Selection of appropriate tumor-specific antigens is a key factor in obtaining effective ADCs. A number of antigens targeting pancreatic cancer have been reported as well as a range of cytotoxic drugs and linker molecules for designing ADCs (Fig. 1) .

ADC targets with development prospects include : epidermal growth factor receptor (EGFR) , mesothelin , carcinoembryonic antigen (CEA, or CD66e) , also known as carcinoembryonic antigen-related cell adhesion molecule 5 (CEACAM5) , trophoblast cell surface antigen 2 (Trop2) , tissue factor (TF or CD142) , human epidermal growth factor 3 (HER3) , CD70 (a member of the tumor necrosis factor superfamily) , mucin 1 (MUC1) , intracellular adhesion Molecule 1 (ICAM1 or CD54) , transferrin receptor 1 (CD71) , glypican 1 (GPC1) , choline transporter-like protein 4 (SLC44A4) , death receptor 5 (DR5) , etc.
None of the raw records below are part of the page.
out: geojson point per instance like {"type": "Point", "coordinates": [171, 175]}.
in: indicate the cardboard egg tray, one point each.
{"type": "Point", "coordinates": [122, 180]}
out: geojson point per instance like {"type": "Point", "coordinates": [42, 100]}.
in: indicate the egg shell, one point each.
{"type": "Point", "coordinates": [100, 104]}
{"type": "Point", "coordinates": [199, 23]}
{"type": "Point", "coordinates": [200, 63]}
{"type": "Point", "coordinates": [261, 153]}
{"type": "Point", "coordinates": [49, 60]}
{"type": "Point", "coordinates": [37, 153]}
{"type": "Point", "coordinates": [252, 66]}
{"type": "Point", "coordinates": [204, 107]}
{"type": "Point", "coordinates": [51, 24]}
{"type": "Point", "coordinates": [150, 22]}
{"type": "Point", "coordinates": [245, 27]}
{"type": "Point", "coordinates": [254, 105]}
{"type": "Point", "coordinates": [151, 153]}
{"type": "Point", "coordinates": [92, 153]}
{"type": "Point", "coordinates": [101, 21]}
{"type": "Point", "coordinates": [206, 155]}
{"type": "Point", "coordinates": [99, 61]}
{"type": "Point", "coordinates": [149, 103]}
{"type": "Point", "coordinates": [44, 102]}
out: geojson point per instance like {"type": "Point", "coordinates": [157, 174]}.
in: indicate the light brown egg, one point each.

Several preclinical studies have preliminarily confirmed the feasibility of ADC in treating pancreatic cancer, such as using two cleavable linker molecules (MC linker or PY linker) to couple humanized anti-EGFR mAb (RC68) to Monomethyl auristatin E (MMAE) .

PY linker’s ADC showed higher serum stability, and both ADCs showed similar affinity and anti-tumor activity in pancreatic cancer xenograft models, with better efficacy than gemcitabine.
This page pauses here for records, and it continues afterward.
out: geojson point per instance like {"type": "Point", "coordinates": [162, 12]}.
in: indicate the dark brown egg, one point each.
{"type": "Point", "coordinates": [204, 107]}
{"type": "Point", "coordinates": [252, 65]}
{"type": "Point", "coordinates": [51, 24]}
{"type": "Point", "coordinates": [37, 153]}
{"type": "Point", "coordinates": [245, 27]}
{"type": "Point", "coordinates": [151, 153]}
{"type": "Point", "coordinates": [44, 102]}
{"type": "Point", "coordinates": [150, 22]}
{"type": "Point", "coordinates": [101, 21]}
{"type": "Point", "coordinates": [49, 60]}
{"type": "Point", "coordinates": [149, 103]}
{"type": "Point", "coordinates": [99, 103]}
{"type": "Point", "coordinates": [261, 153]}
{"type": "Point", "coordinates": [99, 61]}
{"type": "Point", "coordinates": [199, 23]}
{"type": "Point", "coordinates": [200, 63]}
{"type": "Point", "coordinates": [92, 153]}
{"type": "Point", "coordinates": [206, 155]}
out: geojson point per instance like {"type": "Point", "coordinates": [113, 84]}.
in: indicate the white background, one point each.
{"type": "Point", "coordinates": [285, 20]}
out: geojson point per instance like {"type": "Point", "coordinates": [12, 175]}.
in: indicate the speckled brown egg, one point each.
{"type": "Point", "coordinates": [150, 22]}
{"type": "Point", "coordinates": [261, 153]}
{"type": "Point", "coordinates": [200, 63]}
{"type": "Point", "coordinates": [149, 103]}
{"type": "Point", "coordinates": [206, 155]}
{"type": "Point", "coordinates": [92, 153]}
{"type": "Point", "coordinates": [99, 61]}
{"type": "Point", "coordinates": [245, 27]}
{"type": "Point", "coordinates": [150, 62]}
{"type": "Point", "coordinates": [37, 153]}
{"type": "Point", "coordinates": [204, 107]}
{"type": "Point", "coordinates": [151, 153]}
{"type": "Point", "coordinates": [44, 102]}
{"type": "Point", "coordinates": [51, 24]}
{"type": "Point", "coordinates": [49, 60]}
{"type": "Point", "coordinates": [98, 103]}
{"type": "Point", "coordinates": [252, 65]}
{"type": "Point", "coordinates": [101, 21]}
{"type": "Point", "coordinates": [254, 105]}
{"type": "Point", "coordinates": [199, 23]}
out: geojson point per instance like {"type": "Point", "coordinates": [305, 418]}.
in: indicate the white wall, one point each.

Challenges and Strategies for Pancreatic Cancer ADCs:

Precise targeting of tumor antigens is crucial for ADC success, and identifying the optimal target for pancreatic cancer treatment remains uncertain. Strategies targeting the tumor stroma, such as Glypican-1 on Cancer-Associated Fibroblasts (CAFs), show promise in enhancing ADC delivery and tumor penetration.

The pancreatic cancer microenvironment, characterized by dense fibrosis, poor vascularization, and strong immunosuppression, may limit ADC efficacy. Modification strategies, such as reducing ADC size, aim to improve pharmacological properties.

Pancreatic Cancer ADC: Opportunity or Challenge?

Combination therapy, particularly with gemcitabine, is explored to enhance ADC efficacy. Immunomodulatory features of cytotoxic drugs within ADCs present a research focus, with potential synergies with immunotherapies.

ADCs as neoadjuvant therapy for pancreatic cancer, though unexplored, hold promise based on their success in other cancers.

Conclusion:

ADCs hold substantial promise for pancreatic cancer treatment, with numerous ongoing clinical trials.

Challenges such as the complex tumor microenvironment and low intra-tumoral penetration efficiency need to be addressed. Despite these hurdles, the ADC technology platform provides limitless possibilities for customizing pancreatic cancer ADCs.

Future research should focus on tailoring ADCs to target the pancreatic cancer microenvironment effectively.

Additionally, combining ADCs with other drugs to enhance anti-tumor immune responses holds significant potential.

While ADCs have not yet been applied in pancreatic cancer treatment, ongoing research suggests that pancreatic cancer ADCs may still provide clinical benefits in the future.